Again, correct me if I’m wrong, FreeBSD Netmap is directly comparable to Linux eBPF XDP. They’re both used for packet manipulation in userspace (right?) and Netmap is older and superior in terms of performance and of course licensing where as eBPF XDP is new and still experimental, though companies like cloudflare are using it in production for their services, so it’s stable enoughhhhh…

And then DPDK. It works on Linux and FreeBSD. It allows users to run code directly on the network adapter hardware, which makes it the most efficient out of all of them, except it seems to be slightly limited in terms of functionality and is usually overkill, as Netmap/XDP do things efficiently enough and would be able to handle most things. (If you’re experiencing a DDoS, you can block with DPDK, but regardless, if your network ports are filled up, let’s say a 10Gbps port, whether you use dpdk or Netmap, people wont be able to access the server if the port is filled, right? Unless maybe the attack is millions of small packets per second, then maybe dpdk could handle with less stress?)

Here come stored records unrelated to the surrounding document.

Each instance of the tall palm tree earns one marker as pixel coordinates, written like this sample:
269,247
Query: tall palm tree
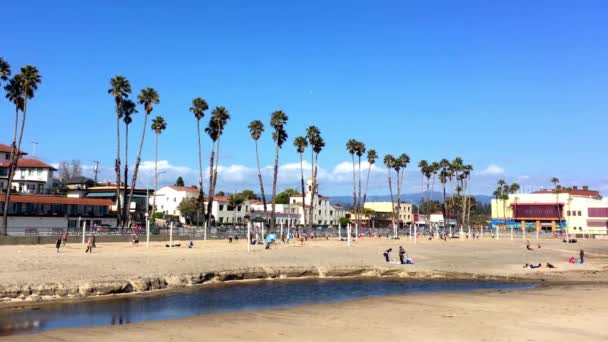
27,80
278,120
555,182
351,148
128,108
256,128
402,161
148,97
371,160
301,144
198,108
312,134
158,126
219,117
14,93
360,151
389,163
5,69
120,88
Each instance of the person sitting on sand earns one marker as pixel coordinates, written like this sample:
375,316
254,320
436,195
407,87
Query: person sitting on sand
387,254
402,255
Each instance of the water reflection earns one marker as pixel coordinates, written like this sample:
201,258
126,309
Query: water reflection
203,301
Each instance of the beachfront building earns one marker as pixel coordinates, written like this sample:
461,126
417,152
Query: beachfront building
32,176
580,211
169,198
39,214
383,213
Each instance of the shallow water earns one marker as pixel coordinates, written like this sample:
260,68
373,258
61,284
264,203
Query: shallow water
237,297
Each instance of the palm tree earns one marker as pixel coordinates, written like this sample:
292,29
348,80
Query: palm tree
301,144
128,108
351,148
360,151
389,163
278,120
5,69
27,80
256,128
14,94
555,182
120,88
220,117
158,126
147,97
371,160
199,106
312,134
400,164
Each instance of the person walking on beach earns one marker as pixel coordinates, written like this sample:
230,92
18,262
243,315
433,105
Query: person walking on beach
387,254
89,245
402,255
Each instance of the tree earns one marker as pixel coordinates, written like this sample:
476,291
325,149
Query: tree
128,108
313,135
278,120
219,118
360,151
256,128
371,160
148,97
158,126
249,195
389,162
351,148
69,170
120,88
199,106
283,197
301,144
27,82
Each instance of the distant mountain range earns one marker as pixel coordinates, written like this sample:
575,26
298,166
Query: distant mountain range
411,198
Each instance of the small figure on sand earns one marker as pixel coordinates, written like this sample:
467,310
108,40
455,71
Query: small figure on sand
58,244
402,255
89,245
387,254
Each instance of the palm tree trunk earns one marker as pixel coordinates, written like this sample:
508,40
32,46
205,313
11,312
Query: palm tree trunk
11,172
201,193
257,157
126,205
303,189
274,186
117,169
155,174
211,190
138,160
390,189
312,191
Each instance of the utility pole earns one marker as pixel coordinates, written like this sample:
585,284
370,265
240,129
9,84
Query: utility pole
96,169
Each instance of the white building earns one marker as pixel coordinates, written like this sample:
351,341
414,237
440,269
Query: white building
169,198
32,176
580,211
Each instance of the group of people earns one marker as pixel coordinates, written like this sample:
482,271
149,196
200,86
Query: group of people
403,258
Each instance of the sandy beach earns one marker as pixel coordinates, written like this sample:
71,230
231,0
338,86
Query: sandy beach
572,307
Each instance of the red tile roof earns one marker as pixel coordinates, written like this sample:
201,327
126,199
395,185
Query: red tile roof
29,163
184,188
42,199
7,149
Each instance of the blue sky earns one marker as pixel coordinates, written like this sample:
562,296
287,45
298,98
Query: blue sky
518,88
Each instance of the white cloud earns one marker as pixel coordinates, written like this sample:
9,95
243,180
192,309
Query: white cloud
492,170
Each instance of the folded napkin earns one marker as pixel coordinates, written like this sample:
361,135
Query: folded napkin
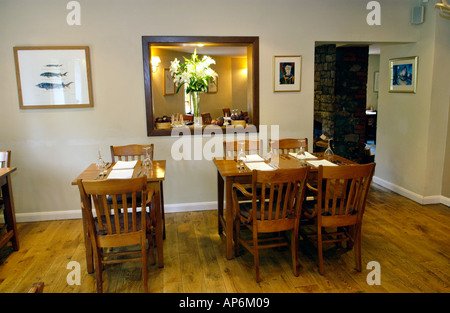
253,158
124,164
307,155
317,163
121,174
260,166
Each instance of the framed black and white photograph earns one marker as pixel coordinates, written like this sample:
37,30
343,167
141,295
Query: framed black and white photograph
213,86
287,73
53,77
403,74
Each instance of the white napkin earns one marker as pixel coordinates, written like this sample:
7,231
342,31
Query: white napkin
260,166
306,156
253,158
321,162
124,164
121,174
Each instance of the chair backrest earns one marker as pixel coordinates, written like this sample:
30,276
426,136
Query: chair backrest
188,117
122,193
342,193
5,158
278,197
206,118
130,152
230,148
287,145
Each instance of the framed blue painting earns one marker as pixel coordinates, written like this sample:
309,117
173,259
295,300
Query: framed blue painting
403,75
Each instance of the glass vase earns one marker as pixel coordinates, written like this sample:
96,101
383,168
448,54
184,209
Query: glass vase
195,102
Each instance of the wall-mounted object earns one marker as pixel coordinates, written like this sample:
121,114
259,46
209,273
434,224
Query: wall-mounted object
53,77
287,73
403,74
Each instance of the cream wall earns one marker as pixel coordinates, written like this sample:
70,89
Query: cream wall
51,147
411,128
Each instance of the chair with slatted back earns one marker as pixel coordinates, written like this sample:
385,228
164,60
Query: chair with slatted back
286,145
341,199
129,152
5,161
230,148
121,226
206,118
137,152
274,210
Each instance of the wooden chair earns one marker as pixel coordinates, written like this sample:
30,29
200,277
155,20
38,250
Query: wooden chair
341,199
121,228
129,152
206,118
134,152
188,118
230,148
5,161
286,145
37,288
277,212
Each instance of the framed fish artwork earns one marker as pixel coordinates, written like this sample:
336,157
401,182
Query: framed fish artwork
53,77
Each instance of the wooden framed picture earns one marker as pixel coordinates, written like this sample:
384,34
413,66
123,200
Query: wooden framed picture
287,73
169,85
213,86
403,74
53,77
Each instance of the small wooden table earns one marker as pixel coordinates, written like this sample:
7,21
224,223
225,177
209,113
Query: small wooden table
10,215
228,173
154,178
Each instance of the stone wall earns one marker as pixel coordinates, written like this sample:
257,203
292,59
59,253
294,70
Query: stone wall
340,98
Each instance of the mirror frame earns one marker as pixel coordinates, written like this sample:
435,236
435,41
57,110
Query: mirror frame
147,42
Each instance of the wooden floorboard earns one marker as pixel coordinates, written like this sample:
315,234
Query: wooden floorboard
408,240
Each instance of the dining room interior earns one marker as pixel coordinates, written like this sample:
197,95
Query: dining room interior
206,210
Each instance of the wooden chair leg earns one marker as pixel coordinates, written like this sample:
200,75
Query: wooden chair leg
319,249
237,230
256,255
294,252
144,265
358,249
98,271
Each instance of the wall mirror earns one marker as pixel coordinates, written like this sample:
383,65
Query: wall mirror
237,88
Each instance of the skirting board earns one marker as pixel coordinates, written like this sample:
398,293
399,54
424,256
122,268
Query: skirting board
412,195
204,206
76,214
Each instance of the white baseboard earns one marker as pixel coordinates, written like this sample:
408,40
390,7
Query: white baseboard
76,214
212,205
412,195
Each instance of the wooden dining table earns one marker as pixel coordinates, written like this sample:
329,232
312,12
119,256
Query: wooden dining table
9,211
228,173
154,178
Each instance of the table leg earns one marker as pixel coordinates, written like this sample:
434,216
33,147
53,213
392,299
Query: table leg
219,202
159,222
87,244
229,219
10,215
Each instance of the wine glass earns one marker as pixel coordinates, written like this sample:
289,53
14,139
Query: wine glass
329,155
100,164
241,153
147,164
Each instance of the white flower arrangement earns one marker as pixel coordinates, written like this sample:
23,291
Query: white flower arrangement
195,73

Anyways, sorry for any weird formatting (I’m on my phone right now) but I’d love to know more about these technologies.
 
Cloudflare is not the answer to whatever question, nor a solution, it's a whole plethora of problems by itself so just say no to it. And firewalls with hundreds of rules - yikes, ugly, error prone, debugging hell, shouldn't happen.

Aside that you should first name the problem(s) you want to solve in a quick manner, this would help understanding you a lot better when giving you answers.
 
Cloudflare is not the answer to whatever question, nor a solution, it's a whole plethora of problems by itself so just say no to it. And firewalls with hundreds of rules - yikes, ugly, error prone, debugging hell, shouldn't happen.

Aside that you should first name the problem(s) you want to solve in a quick manner, this would help understanding you a lot better when giving you answers.
I agree, cloudflare is a mess. I was really curious if a company could build a robust content delivery network with good network layer anti-DDoS protection with FreeBSD’s netmap, or if that would be the wrong tool. If it would work, then I can’t imagine why cdns aren’t using FreeBSD.


According to Netflix, content caching is best done with nginx on FreeBSD, but it only really works if you offload TLS to hardware, use sendfile (2?) bbr (2?) and other enhancements, and that seems to be for large video segments sent over http/1.1 TLS connections, not your average web content.

I feel like a FreeBSD server running a netmap firewall program and haproxy that load balances to backend caches would work. I’m trying to benchmark different setups like haproxy -> squid, nginx, nginx -> nginx etc. but it’s super complicated because there is absolutely positively no information whatsoever about any technicalities for FreeBSD, Squid, HAProxy and nginx. Like I don’t know if using zfs makes a difference, I don’t know if sendfile exists for software other than nginx, whether or not bbr actually works properly on FreeBSD, if aio is helping or hurting any setups etc. Netflix says aio is bad for nginx but you only get these snippets from companies that reveal a single detail about their infrastructure but nothing else.
 
When you're on the butt end of a DDoS, no amount of firewalling on the receiving host is going to help you. Your upstream connection will be completely saturated. It's like a funnel that's overflowing because there's more going in than can flow out of the bottom.
 
When you're on the butt end of a DDoS, no amount of firewalling on the receiving host is going to help you. Your upstream connection will be completely saturated. It's like a funnel that's overflowing because there's more going in than can flow out of the bottom.
Yes, but sometimes DDoS attacks target the firewalls efficiency rather than simply contesting ports. Attacks that send millions of small packets per second might not fill a port, but instead exhaust the firewall.

I assume most DDoS/DoS attacks come from hosting providers. If OVH Canada is attacking Oracle Ashburn, and OVH uses AT&T for connectivity, only traffic coming through AT&T to Oracle Ashburn should be affected. It probably depends on where in the stack Oracle is blocking traffic at and whether or not their firewalls can handle millions of small packets or many oversized packets.

I am not really sure what mixture upstream/downstream/peering setups have on this though.